Fortunato Pezzimenti enriches our appreciation of the play with this program note:
"Noel Coward, just 25 when Fallen Angels opened in London in 1925, dared to question the sexual double standard. The First World War served to shatter this old social order with its restrictive Victorian codes of behavior."
"The nightclub, the automobile and the Charleston symbolized the "Roaring Twenties" and a new energy in English life. Short skirts and short hair, a desire to be in motion, all signalled a dramatic shift from the ethos of the pre-war period. Nicky Lancaster, in Coward's early success, The Vortex claims "We're all so hectic and nervy."
"Einstein, Freud and Rutherford shook up the conventional theories of the past; the young were now without a prescriptive social code. It was a time of emancipation: birth control and sexual liberation; drink, drugs; divorce and adultery. Coward was the playwright of his time displaying an elegant urbanity, a biting wit and an innate understanding of this turbulent time."

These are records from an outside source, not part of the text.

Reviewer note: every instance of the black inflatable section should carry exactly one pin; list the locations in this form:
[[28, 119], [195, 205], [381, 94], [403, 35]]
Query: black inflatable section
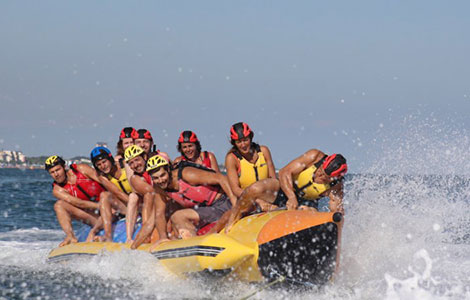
[[306, 257]]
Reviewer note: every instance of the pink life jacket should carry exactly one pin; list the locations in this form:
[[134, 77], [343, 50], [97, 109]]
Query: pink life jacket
[[84, 187], [206, 161], [188, 195]]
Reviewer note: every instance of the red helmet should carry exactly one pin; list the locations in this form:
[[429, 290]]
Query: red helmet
[[188, 136], [240, 130], [127, 132], [335, 165], [142, 134]]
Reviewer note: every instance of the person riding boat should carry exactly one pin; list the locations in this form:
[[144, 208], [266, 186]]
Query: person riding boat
[[246, 162], [190, 149], [114, 178], [141, 183], [144, 140], [204, 194], [302, 182], [78, 193], [125, 140]]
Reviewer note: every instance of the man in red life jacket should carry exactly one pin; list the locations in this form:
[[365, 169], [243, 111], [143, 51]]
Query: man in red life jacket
[[141, 182], [77, 191], [204, 194], [144, 140]]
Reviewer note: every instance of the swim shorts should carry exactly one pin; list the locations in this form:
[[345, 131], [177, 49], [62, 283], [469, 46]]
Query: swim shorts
[[210, 214]]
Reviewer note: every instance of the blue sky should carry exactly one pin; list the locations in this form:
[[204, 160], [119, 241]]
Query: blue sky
[[340, 76]]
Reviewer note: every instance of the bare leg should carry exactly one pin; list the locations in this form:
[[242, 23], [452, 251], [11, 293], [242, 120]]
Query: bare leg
[[147, 224], [183, 222], [107, 216], [265, 190], [131, 216], [95, 229], [65, 213]]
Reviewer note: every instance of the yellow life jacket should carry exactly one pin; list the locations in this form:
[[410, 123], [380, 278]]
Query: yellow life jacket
[[249, 173], [306, 188], [122, 183]]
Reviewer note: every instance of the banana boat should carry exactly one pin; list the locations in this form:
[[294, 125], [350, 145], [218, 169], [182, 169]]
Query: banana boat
[[300, 246]]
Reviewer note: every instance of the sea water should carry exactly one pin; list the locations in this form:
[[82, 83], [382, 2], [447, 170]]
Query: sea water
[[406, 236]]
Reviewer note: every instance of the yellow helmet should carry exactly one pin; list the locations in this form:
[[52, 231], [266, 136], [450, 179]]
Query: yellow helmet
[[132, 152], [155, 162], [53, 161]]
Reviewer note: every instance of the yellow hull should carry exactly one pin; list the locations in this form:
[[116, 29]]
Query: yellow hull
[[302, 246]]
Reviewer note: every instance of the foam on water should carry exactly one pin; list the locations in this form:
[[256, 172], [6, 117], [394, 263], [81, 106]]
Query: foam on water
[[405, 237]]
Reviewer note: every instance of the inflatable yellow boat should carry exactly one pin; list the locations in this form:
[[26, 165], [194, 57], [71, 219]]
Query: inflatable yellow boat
[[300, 246]]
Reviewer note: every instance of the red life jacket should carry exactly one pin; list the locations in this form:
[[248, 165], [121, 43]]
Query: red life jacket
[[206, 161], [84, 187], [188, 195], [147, 177]]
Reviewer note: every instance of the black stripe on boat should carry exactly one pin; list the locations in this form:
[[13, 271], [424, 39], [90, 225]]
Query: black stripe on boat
[[306, 257], [188, 251], [68, 256]]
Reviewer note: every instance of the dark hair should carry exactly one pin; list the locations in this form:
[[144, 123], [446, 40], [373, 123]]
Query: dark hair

"Eric Bentley in The Psychology of Farce claims that "Outrage to family piety and propriety is certainly at the heart of farce." The "Fallen Angels," Julia and Jane after an early lapse with Maurice, have been living exemplary lives of middle class virtue based on marital fidelity. If violated, the orderly structure of their lives would collapse. Yet they yearn for the passion they experienced in the past. Wanting the comfort of propriety and yet "unhinged by sex," they are moved by powerful impulses beyond their control."
"French philosopher Deleuze and French psychiatrist Guattari assert in Anti-Oedipus that, "If desire is repressed, it is because every position of desire no matter how small is capable of calling into question the established order of society; not that desire is asocial; on the contrary. But it is explosive."
Theatre In Buffalo
In his Artistic Director's program note, Vincent O'Neill outlines the upcoming Irish Classical Theater season. "First, we visit Paris with The Liar, an ingenious adaptation of Pierre Corneille's
outrageous tale of a man who cannot tell the truth. America is our next stop for Arthur Miller's Tony Award winning masterpiece Death of a Salesman. A castle in Chinon, France, is the setting for our next play as we revisit The Lion In Winter, a battle royale to be sure. Erotic and edgy, Strindberg's great Swedish classic is given an original twist by Patrick Marber in After Miss Julie, starring, from Chicago Buffalo's own Kate LoConti. First produced at Galway's Druid Theatre, Martin McDonagh's powerful play, The Beauty Queen of Leenane, is as visceral as it was when it first took Broadway by storm. And the Season is capped off in grand style with Oscar Wilde's Lord Arthur Saville's Crime."
Fallen Angels plays at The Irish Classical Theater Company's Andrews Theater
on Main St. June 6 - June 29, Thursdays, Fridays and Saturdays at 7:30 pm; Saturdays at 3 pm; Sundays at 2pm.